Date: 26.6.2020
Immunotherapy is a promising potential treatment for cancer, but it still has kinks to iron out. In a new study from Yale, researchers have identified a “jamming signal” that cancer uses to hide from the immune system – and importantly, engineered a synthetic immune cell that can fight back.
The natural version of this immune cell is called interleukin-18 (IL-18), and it’s just one weapon of many that the immune system deploys. Specifically, IL-18 is known to rally T cells and to fight off infections, as well as diseases like cancer.
So the researchers set out to investigate what these countermeasures might be – and they found one. Usually, IL-18 activates immune cells by binding to a receptor on their surface. But the team found that many types of cancer express a high amount of a protein called interleukin-18 binding protein (IL-18BP). As the name suggests, this also binds to IL-18, preventing it from activating the other immune cells. In that way, IL-18BP acts like a kind of decoy receptor.

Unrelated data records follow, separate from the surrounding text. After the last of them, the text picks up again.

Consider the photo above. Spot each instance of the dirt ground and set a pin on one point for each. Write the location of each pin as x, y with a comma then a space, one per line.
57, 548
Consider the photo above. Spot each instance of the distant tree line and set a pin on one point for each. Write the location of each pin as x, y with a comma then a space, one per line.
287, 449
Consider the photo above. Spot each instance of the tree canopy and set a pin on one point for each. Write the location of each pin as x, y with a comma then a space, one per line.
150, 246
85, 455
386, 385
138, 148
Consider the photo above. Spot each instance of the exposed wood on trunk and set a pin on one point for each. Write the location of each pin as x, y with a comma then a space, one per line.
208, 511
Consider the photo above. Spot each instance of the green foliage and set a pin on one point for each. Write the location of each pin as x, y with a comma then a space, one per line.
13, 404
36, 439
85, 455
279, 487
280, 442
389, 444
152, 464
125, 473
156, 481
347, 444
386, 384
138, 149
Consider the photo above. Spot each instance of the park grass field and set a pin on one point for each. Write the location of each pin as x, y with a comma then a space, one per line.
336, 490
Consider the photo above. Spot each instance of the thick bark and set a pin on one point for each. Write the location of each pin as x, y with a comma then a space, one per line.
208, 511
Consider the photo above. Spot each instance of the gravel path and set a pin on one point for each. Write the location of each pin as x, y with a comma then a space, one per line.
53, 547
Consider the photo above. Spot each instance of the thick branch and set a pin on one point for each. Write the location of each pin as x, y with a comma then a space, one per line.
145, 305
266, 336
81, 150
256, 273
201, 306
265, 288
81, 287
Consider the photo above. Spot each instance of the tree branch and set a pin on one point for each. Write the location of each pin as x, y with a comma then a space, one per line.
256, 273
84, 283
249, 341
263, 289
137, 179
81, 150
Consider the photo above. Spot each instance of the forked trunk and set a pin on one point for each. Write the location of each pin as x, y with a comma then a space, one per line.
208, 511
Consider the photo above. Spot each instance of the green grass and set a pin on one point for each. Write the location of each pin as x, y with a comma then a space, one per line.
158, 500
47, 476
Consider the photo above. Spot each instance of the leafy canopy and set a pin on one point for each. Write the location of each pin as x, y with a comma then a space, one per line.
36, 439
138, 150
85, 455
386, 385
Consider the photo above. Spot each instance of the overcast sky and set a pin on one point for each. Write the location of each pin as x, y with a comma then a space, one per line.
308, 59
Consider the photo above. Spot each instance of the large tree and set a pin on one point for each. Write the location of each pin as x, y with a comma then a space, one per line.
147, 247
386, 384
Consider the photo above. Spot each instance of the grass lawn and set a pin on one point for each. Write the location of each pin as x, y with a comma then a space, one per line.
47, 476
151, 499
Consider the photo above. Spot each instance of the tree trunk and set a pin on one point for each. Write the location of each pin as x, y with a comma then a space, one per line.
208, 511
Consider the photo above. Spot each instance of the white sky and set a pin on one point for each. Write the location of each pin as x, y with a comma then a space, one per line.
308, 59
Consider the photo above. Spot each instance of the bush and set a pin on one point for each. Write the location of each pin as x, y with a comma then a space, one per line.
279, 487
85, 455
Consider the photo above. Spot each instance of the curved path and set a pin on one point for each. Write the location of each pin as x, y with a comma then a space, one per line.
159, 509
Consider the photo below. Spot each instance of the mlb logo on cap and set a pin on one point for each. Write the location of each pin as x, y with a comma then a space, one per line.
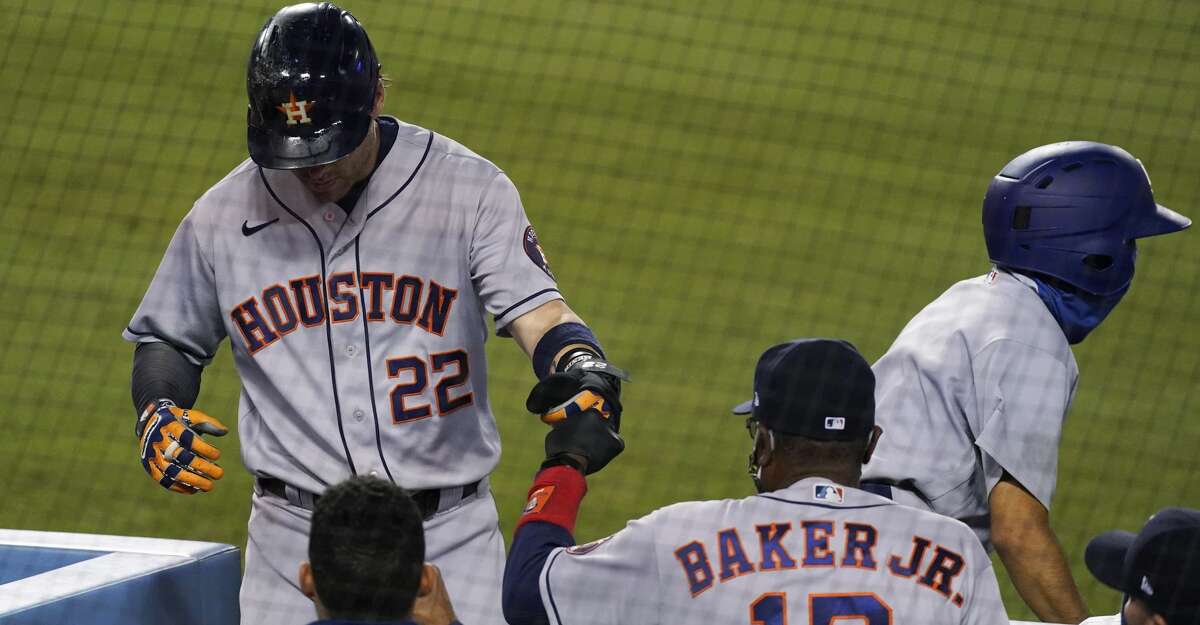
828, 492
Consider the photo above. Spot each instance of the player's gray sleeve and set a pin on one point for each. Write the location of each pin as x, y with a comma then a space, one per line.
983, 605
611, 581
1023, 395
180, 306
507, 264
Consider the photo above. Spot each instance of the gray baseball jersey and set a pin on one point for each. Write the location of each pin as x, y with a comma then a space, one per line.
814, 553
359, 338
977, 384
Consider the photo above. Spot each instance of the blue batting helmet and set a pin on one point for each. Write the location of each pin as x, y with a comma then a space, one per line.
311, 79
1073, 210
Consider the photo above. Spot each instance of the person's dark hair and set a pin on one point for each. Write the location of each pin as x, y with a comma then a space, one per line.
821, 454
366, 550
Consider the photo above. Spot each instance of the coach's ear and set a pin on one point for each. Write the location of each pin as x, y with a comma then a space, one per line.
429, 580
871, 440
307, 584
377, 108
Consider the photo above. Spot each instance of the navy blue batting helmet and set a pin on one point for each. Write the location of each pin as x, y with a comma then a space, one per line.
1073, 210
311, 79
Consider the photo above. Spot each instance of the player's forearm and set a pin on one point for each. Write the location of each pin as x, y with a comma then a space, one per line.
532, 326
547, 523
1039, 572
1021, 533
161, 371
532, 545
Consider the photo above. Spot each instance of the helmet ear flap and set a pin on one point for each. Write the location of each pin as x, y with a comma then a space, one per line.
1098, 262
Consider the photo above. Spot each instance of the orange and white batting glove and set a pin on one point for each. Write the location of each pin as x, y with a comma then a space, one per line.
173, 454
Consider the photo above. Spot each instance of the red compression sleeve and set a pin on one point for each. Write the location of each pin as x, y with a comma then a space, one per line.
555, 497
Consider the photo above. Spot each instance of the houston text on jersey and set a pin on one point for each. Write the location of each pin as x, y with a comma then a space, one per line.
304, 301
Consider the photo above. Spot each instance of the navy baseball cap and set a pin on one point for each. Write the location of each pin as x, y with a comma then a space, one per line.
814, 388
1159, 565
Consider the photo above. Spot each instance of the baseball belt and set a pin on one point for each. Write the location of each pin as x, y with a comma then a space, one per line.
429, 502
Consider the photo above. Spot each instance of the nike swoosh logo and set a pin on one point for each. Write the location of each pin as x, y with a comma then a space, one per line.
246, 229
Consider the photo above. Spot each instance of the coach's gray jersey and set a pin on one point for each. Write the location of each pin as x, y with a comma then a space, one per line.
814, 553
359, 338
978, 383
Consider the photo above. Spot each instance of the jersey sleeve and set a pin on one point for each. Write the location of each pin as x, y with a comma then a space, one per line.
1023, 395
609, 581
180, 307
508, 266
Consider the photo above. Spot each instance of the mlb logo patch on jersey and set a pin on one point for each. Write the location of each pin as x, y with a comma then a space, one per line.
828, 492
534, 251
538, 499
580, 550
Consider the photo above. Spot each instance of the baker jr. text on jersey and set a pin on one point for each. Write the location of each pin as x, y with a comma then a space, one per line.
820, 544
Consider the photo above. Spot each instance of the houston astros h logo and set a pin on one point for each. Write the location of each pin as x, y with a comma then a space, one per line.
297, 112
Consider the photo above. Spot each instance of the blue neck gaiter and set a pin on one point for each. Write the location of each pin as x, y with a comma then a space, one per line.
1077, 314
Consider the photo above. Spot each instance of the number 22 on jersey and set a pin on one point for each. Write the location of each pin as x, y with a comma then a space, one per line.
771, 608
454, 370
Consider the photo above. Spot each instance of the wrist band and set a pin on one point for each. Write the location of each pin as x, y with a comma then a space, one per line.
556, 338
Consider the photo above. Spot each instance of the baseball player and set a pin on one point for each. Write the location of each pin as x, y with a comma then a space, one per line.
1158, 569
352, 262
810, 548
975, 390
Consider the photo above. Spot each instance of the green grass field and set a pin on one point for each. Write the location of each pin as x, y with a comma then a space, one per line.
707, 179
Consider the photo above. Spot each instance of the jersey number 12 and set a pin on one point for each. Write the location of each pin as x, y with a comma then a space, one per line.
771, 608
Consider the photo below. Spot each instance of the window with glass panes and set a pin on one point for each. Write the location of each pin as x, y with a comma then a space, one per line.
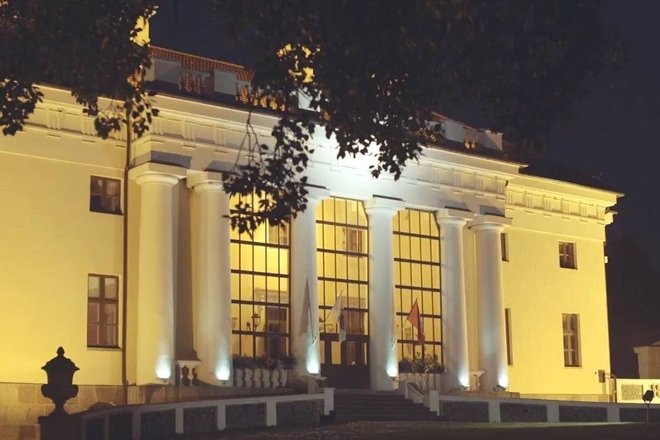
102, 310
343, 270
417, 278
105, 195
260, 309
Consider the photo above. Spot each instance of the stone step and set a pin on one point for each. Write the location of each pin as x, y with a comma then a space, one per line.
378, 406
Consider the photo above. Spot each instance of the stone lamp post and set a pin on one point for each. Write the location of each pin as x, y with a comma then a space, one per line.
60, 386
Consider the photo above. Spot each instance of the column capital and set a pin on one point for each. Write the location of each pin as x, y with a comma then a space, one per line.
204, 180
385, 205
453, 216
490, 222
156, 173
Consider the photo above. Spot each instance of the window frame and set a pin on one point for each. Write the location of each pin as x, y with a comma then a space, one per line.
98, 201
571, 340
103, 301
567, 255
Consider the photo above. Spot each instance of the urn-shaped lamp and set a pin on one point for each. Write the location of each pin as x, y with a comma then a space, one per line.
60, 386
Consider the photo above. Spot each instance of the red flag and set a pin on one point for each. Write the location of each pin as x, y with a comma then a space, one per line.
416, 320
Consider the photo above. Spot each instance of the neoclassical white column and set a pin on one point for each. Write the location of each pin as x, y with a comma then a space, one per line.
383, 361
454, 310
211, 277
305, 345
492, 333
155, 291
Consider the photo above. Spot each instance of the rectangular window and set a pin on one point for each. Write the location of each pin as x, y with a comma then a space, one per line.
505, 246
353, 240
571, 340
102, 310
104, 195
278, 235
507, 327
567, 255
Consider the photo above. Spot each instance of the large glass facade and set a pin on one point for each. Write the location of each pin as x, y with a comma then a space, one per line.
417, 279
260, 291
343, 272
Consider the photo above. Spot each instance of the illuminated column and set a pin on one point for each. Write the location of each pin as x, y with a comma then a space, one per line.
211, 277
305, 344
155, 292
454, 311
383, 362
492, 332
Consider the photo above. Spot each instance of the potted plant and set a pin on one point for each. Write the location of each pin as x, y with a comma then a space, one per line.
242, 365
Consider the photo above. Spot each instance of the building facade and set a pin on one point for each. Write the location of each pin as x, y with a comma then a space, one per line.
503, 270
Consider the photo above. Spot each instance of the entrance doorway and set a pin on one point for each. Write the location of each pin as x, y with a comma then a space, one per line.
345, 364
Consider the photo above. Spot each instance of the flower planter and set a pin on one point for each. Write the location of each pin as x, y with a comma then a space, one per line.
425, 381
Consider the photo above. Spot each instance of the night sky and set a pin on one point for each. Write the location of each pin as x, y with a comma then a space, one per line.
614, 134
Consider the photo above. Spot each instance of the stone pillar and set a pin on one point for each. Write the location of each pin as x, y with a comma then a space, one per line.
383, 361
492, 333
305, 345
211, 277
454, 311
155, 292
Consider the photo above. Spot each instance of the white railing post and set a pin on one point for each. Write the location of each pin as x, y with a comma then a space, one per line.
106, 427
271, 412
221, 415
178, 420
433, 403
553, 413
136, 423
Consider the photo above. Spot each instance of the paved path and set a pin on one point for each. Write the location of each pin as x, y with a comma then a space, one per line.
349, 431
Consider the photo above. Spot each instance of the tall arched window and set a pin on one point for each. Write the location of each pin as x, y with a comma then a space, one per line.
260, 291
342, 240
417, 281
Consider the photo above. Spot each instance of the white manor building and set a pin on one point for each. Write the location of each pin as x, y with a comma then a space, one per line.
506, 266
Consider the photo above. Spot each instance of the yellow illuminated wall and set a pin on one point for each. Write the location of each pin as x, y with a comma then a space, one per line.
538, 291
50, 243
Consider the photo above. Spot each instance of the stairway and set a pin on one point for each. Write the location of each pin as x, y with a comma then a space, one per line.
353, 405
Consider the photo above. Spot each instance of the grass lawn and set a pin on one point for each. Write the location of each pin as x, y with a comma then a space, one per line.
446, 431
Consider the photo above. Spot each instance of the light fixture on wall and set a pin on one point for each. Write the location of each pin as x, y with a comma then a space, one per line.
256, 320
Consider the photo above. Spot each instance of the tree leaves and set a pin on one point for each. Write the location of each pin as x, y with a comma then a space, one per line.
374, 71
90, 47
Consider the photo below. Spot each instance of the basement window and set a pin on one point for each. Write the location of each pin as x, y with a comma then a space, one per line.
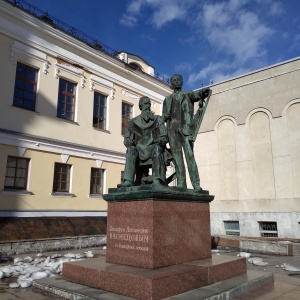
268, 229
232, 227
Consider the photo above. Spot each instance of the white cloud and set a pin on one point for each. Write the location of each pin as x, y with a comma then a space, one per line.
235, 31
205, 73
184, 66
128, 20
162, 11
216, 72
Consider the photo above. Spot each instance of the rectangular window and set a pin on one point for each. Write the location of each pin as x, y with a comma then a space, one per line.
232, 227
66, 100
61, 182
126, 115
122, 176
99, 114
96, 186
16, 173
268, 229
25, 87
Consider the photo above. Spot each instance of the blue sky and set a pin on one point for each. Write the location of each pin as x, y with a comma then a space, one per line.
202, 40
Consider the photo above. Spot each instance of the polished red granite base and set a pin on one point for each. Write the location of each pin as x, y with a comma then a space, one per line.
156, 233
154, 284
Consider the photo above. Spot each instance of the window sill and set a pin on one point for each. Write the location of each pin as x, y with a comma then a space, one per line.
96, 196
26, 109
68, 121
103, 130
62, 195
16, 192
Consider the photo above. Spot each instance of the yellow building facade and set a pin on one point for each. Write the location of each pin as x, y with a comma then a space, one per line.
64, 107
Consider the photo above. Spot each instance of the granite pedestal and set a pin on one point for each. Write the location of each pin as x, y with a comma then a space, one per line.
158, 245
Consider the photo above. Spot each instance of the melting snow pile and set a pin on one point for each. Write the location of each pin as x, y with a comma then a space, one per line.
28, 269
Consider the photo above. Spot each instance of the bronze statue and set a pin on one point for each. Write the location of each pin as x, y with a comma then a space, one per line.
183, 127
145, 139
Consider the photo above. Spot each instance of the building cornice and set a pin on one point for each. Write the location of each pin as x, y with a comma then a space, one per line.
26, 141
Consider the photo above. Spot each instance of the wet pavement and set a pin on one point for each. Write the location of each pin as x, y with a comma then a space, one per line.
286, 284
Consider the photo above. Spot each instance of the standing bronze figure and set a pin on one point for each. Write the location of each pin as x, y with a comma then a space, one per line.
178, 112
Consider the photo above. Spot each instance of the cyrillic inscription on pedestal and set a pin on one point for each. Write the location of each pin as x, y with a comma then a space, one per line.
126, 238
153, 234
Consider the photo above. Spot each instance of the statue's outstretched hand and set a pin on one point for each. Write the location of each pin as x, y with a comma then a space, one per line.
162, 140
128, 143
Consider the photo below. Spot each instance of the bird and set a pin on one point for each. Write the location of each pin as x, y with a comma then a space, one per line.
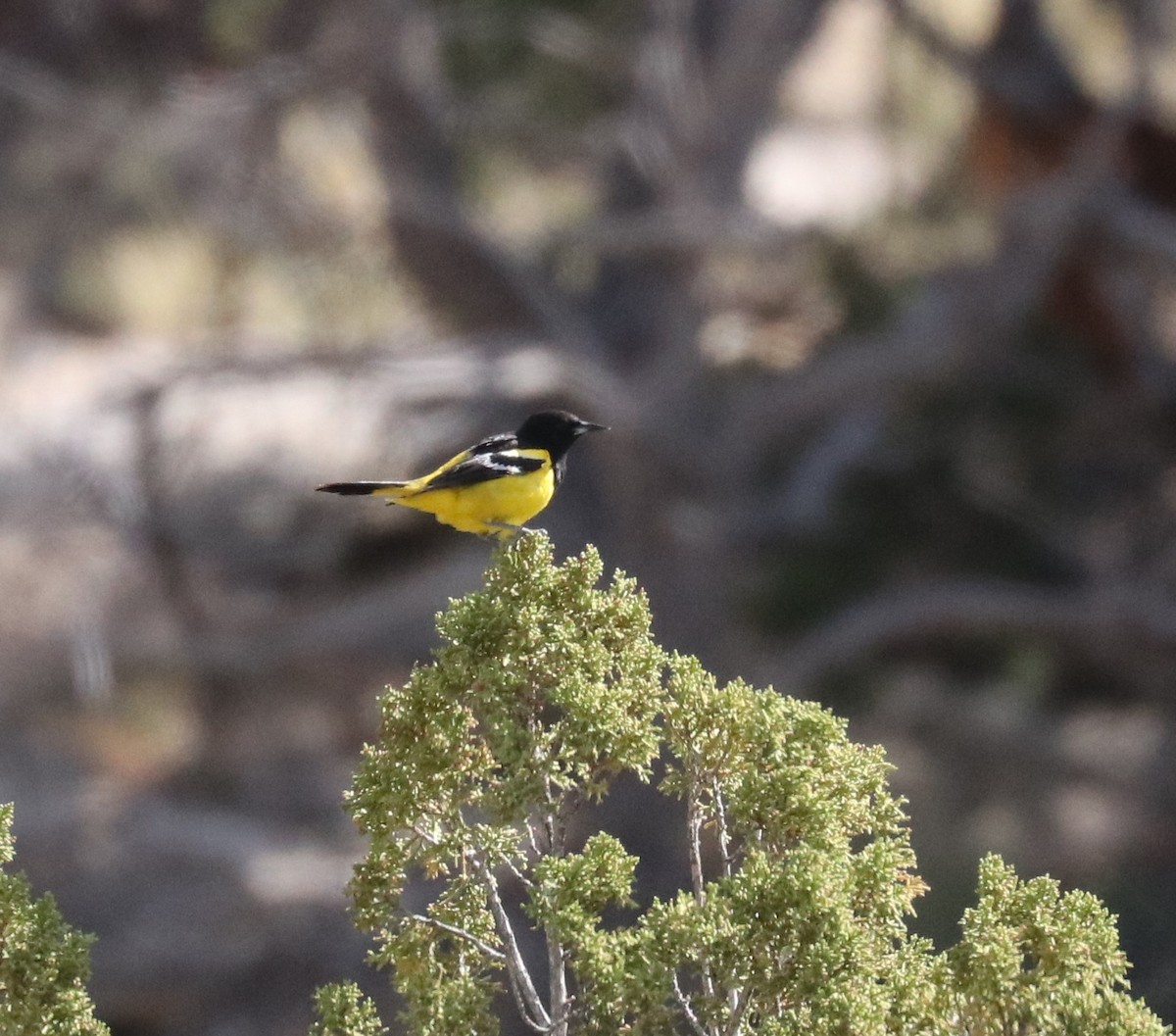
494, 487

With that mechanism in mind, the team then examined how they might be able to bypass it. They used a process called directed evolution, which mimics natural selection to guide proteins towards desired traits – in this case, those that ignore the decoy and only bind to the real receptor. After searching through around 300 million variations of IL-18, the researchers eventually found just what they were looking for.